Sunday, 15 July 2018

Hotel Artemis; turns out the future is just like the past thought it would be

Jodie Foster’s last day out was Elysium, which is one of those “has it really been that long?” moments. When you see her first appearance, you think maybe it’s been even longer, since she’s aged up about 20 years so that she can play a 70 year old nurse by appointment to the mafia. She’s wonderfully convincing as a spry old lady with bad knees, because she’s Jodie Foster, so of course she is, but I found myself thinking that she’d been sitting on this property since she was in college and just got tired of waiting to be the actual age to play the main role.

Because Hotel Artemis is straight out of the 80s, in the best possible way. Mostly because it’s a simple little movie which does exactly what it came to do in a nice lean, cheap, 90 minutes and then bows out with a coy “We hope you enjoyed your stay and look forward to seeing you again.” But also because it’s got a vision of 2028 that seems straight out of my teens, when it was a given that the world would have gone to hell in a handbasket by the time I was middle-aged. Every American city would be an urban wasteland ruled by an uneasy mixture of criminal warlords and capitalist goon squads taking turns to loot the poor of all the stuff they didn’t have. It would always be dark, and raining, and people would just live off pollution and drugs. Assuming, of course, that the world didn’t go straight to the apocalypse with a full on nuclear exchange which would leave everyone living on dogfood until their faces melted off from mutations.

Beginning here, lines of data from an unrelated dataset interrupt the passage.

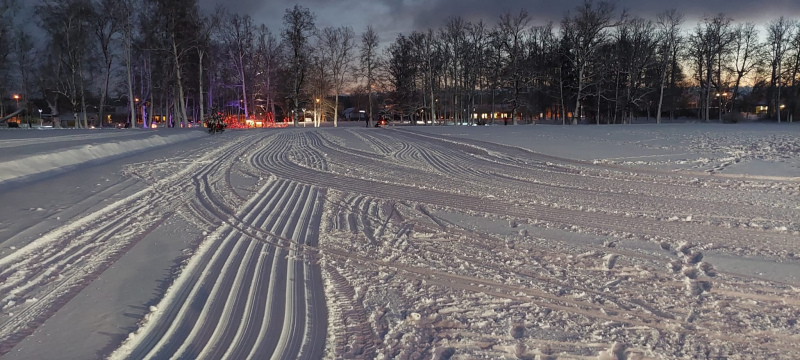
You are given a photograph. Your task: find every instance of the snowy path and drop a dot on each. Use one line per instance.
(361, 243)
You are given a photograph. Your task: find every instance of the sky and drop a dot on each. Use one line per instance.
(391, 17)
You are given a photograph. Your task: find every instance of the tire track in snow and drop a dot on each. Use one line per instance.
(64, 258)
(232, 323)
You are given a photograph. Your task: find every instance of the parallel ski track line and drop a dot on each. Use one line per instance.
(167, 325)
(281, 166)
(77, 252)
(492, 149)
(593, 195)
(10, 143)
(292, 324)
(545, 175)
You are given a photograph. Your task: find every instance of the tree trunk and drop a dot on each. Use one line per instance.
(102, 110)
(200, 54)
(181, 110)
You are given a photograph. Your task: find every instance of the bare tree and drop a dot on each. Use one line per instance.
(298, 28)
(105, 23)
(339, 43)
(207, 25)
(745, 53)
(669, 23)
(512, 29)
(583, 32)
(24, 53)
(369, 63)
(128, 16)
(67, 23)
(240, 39)
(267, 52)
(778, 34)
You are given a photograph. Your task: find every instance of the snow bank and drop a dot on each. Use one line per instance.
(75, 156)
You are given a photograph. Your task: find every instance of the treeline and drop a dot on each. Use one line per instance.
(169, 58)
(601, 65)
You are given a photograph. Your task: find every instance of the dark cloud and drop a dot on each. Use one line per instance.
(390, 17)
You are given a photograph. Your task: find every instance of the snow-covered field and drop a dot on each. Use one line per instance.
(550, 242)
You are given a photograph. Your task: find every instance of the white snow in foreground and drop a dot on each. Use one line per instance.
(41, 163)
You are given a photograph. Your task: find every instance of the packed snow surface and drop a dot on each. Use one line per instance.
(518, 242)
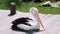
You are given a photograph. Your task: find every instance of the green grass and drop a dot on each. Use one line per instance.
(24, 7)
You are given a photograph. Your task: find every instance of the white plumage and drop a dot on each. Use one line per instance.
(34, 24)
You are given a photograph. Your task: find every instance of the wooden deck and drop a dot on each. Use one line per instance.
(50, 22)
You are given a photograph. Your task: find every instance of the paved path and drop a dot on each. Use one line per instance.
(50, 22)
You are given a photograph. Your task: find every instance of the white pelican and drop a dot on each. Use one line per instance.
(26, 23)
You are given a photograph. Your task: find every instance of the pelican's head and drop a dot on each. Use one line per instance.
(33, 9)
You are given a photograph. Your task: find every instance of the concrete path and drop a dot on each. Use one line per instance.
(50, 22)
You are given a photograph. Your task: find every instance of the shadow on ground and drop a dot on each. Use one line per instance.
(27, 32)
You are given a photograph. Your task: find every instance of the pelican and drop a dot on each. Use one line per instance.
(26, 23)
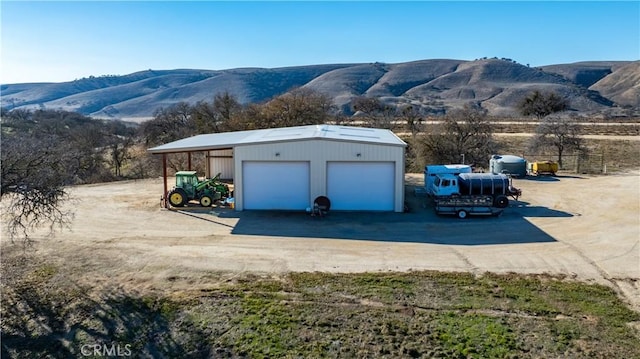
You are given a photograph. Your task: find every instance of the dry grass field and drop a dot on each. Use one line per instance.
(557, 275)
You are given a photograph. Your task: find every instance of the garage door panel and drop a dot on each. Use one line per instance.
(275, 185)
(361, 185)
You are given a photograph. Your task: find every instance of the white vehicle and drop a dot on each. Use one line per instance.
(431, 171)
(472, 193)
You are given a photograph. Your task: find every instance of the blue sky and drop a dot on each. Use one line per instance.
(61, 41)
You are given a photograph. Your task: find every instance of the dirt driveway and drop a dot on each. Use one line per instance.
(580, 226)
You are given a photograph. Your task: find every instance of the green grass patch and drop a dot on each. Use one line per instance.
(366, 315)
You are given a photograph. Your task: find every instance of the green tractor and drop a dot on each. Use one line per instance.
(189, 187)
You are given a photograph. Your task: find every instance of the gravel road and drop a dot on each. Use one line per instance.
(582, 227)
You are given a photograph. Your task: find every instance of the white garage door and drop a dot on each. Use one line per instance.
(275, 185)
(361, 185)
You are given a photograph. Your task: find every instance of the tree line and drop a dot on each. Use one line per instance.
(45, 151)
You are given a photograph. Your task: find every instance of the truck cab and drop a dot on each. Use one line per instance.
(444, 185)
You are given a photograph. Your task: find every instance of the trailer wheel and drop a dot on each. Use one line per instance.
(177, 197)
(501, 201)
(205, 201)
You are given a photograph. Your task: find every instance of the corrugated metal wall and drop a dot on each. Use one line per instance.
(319, 152)
(220, 161)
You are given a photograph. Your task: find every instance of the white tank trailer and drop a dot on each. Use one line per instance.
(508, 164)
(473, 194)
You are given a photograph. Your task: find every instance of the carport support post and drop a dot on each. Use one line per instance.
(164, 177)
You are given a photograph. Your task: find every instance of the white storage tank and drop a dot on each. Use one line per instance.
(508, 164)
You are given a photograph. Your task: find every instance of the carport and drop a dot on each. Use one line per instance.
(358, 169)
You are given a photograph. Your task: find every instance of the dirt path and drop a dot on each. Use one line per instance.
(583, 227)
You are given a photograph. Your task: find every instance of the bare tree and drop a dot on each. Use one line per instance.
(35, 173)
(560, 134)
(464, 133)
(374, 112)
(413, 119)
(217, 116)
(169, 124)
(298, 107)
(542, 104)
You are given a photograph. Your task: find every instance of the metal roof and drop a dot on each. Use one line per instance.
(222, 140)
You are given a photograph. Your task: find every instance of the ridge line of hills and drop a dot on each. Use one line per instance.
(602, 88)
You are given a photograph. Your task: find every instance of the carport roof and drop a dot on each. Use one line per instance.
(222, 140)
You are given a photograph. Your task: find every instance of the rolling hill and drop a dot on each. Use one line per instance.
(435, 85)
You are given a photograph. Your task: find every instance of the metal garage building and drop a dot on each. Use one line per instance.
(357, 168)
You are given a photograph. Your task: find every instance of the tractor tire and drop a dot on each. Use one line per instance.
(501, 201)
(177, 197)
(206, 201)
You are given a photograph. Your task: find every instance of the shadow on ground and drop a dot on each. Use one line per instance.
(419, 225)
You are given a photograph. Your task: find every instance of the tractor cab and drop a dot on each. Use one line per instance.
(445, 185)
(189, 187)
(187, 180)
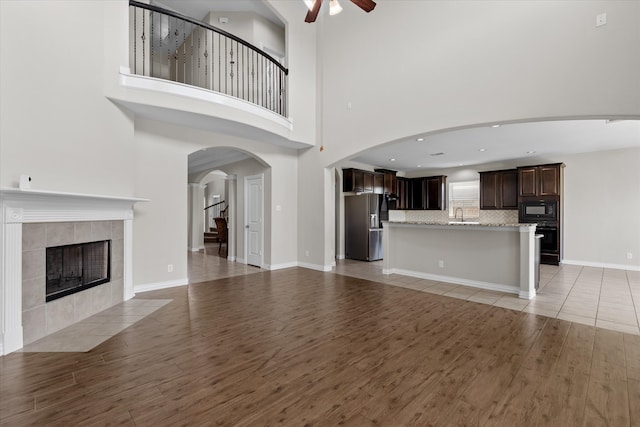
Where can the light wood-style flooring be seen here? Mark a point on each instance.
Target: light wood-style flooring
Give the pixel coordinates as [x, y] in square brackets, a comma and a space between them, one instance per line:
[298, 347]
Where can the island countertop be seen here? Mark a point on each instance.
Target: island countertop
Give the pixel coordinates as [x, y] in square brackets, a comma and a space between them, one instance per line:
[458, 224]
[493, 256]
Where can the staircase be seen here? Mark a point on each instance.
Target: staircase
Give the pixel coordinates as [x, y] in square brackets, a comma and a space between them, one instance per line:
[211, 236]
[219, 209]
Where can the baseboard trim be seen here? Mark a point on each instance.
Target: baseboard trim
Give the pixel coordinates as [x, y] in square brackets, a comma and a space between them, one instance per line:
[317, 267]
[455, 280]
[601, 265]
[280, 266]
[160, 285]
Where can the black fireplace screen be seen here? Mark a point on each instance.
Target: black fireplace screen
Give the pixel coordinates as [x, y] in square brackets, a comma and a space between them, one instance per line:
[73, 268]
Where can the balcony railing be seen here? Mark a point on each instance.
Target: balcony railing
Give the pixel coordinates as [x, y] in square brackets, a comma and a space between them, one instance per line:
[170, 46]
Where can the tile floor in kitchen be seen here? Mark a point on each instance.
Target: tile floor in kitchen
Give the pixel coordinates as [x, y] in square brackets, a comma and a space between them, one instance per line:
[601, 297]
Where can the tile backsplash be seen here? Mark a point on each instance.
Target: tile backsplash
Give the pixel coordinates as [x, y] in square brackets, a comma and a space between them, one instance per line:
[486, 216]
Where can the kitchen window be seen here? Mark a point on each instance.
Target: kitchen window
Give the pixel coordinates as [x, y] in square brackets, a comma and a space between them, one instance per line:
[466, 196]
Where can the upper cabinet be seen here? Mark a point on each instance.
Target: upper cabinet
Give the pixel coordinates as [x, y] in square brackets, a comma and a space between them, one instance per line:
[537, 181]
[499, 189]
[402, 191]
[428, 193]
[361, 181]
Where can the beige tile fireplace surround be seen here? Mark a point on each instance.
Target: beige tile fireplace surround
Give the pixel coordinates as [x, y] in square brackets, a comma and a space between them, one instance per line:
[40, 318]
[35, 219]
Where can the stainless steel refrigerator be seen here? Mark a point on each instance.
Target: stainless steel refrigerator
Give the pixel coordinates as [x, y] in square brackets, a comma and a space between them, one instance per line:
[363, 231]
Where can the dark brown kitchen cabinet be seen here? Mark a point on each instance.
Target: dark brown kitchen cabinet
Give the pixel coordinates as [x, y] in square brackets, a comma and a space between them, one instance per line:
[368, 182]
[436, 193]
[352, 180]
[542, 180]
[378, 183]
[499, 189]
[361, 181]
[416, 193]
[402, 192]
[389, 178]
[428, 193]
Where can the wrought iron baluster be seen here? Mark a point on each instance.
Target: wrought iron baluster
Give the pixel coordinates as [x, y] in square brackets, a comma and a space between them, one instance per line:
[248, 73]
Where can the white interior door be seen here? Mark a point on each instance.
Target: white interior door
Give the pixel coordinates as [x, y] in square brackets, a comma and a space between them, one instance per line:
[253, 191]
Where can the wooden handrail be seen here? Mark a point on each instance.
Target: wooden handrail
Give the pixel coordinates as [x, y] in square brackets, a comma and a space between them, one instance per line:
[209, 27]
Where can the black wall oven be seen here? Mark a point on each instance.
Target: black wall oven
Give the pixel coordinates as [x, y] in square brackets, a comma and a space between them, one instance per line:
[545, 214]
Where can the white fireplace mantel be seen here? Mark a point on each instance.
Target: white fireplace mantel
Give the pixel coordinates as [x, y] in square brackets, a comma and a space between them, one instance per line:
[19, 206]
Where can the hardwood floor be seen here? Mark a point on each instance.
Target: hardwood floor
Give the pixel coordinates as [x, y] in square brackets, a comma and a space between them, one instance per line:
[300, 347]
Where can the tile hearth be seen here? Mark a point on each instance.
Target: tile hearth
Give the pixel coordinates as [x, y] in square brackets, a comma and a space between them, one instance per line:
[88, 333]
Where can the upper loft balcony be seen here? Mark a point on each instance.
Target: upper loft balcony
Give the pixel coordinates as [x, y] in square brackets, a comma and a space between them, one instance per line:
[189, 72]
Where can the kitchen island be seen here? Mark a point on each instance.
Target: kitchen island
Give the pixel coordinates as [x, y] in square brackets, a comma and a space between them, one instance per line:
[499, 257]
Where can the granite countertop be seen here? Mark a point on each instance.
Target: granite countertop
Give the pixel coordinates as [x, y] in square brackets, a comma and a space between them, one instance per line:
[463, 224]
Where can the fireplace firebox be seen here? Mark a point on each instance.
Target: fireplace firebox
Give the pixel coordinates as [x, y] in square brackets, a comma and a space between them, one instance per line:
[74, 268]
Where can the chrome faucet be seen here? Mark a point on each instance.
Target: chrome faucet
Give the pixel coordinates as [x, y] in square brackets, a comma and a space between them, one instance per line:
[455, 214]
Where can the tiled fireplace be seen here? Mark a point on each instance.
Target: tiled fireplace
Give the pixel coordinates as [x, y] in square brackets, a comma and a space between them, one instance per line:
[41, 318]
[34, 220]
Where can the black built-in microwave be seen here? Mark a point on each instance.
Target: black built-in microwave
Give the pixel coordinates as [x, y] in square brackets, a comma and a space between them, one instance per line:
[538, 211]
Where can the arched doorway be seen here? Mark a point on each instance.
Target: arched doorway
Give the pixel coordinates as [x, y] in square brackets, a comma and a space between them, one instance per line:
[217, 189]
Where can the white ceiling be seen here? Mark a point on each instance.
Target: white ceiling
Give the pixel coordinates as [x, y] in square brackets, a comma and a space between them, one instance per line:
[517, 141]
[499, 144]
[198, 9]
[213, 158]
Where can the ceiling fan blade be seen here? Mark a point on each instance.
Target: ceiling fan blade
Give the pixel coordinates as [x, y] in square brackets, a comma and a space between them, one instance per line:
[313, 12]
[366, 5]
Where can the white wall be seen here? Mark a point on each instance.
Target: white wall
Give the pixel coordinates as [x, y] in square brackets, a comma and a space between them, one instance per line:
[250, 27]
[602, 207]
[56, 124]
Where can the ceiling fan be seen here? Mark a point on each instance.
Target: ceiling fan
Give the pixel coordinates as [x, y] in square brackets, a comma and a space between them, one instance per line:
[334, 7]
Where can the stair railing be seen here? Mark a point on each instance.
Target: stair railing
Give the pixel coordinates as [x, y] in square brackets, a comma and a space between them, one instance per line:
[171, 46]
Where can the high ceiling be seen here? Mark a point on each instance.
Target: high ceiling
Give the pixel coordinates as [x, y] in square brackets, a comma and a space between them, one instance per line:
[465, 147]
[487, 144]
[198, 9]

The apocalypse duly didn’t arrive, and for a while there, Hollywood’s predictions for the year 2028 were looking increasingly dumb. Fortunately for the credibility of 1980s scriptwriters and unfortunately for just about everything else, those visions are starting to look positively perky, and Hotel Artemis sits pretty comfortably with our darkest imaginings of what comes next.

Back in the 1980s, movies weren’t all that good, but they were - for better or worse - whatever the hell they set out to be. They didn’t need to fit into a franchise or please a four quadrant audience, or pass focus groups. You gave the crew some money, and you hoped for the best. You didn’t often get it, but there wasn’t much money on the line and it’s not like any of us had the distractions we have now; even bad movies could find an audience. 

And for a brief 90 minutes, we’re back in those days. Hotel Artemis is a movie about a bad Wednesday night in a shady hotel in the middle of a riot. It’s not really a hotel; it’s a hospital for crooks. Staff two; Jody Foster’s careworn drunken nurse, and Dave Bautista’s gruff medical orderly. Every time I see Bautista in something new, I appreciate how little movies like Guardians of the Galaxy and Spectre use his abilities. The guy is not just a huge slab of muscle with a knack for hamming; he can act. At least well enough for something like this, anyhow. And he’s charming; in a movie largely populated by baddies, you’re rooting for Jodie and Dave to make it. And for Sofia Boutella to kill everything she meets. Good news on that front; she does. And it turns out that I was right to hold out for a movie where they would let her talk; she’s not half bad. Not that anyone came for that; we came to see if she could wipe out half of LA in red ball gown. No, not if, how

So Sterling Brown and his sidekicks show up after a bank robbery goes wrong (more thought seems to have gone into the masks than the plan) and before long everything is falling to pieces in Jody Foster’s carefully cloistered world. The Hotel Artemis has rules, and they all get broken by the time the night is done. This would have been enough to be getting on with, but at no extra charge to the audience, we get Jeff Goldblum’s fey crimelord and Zachary Quinto as his useless son and heir. For a woman who hates to multi-task, the Nurse does a pretty good job of keeping all the balls in the air, until they turn into grenades and the pins come out all at once.

And that’s all it’s there to do. Small cast, confined space, everything going wrong in the best possible way. Welcome back 80s. I’ve missed you.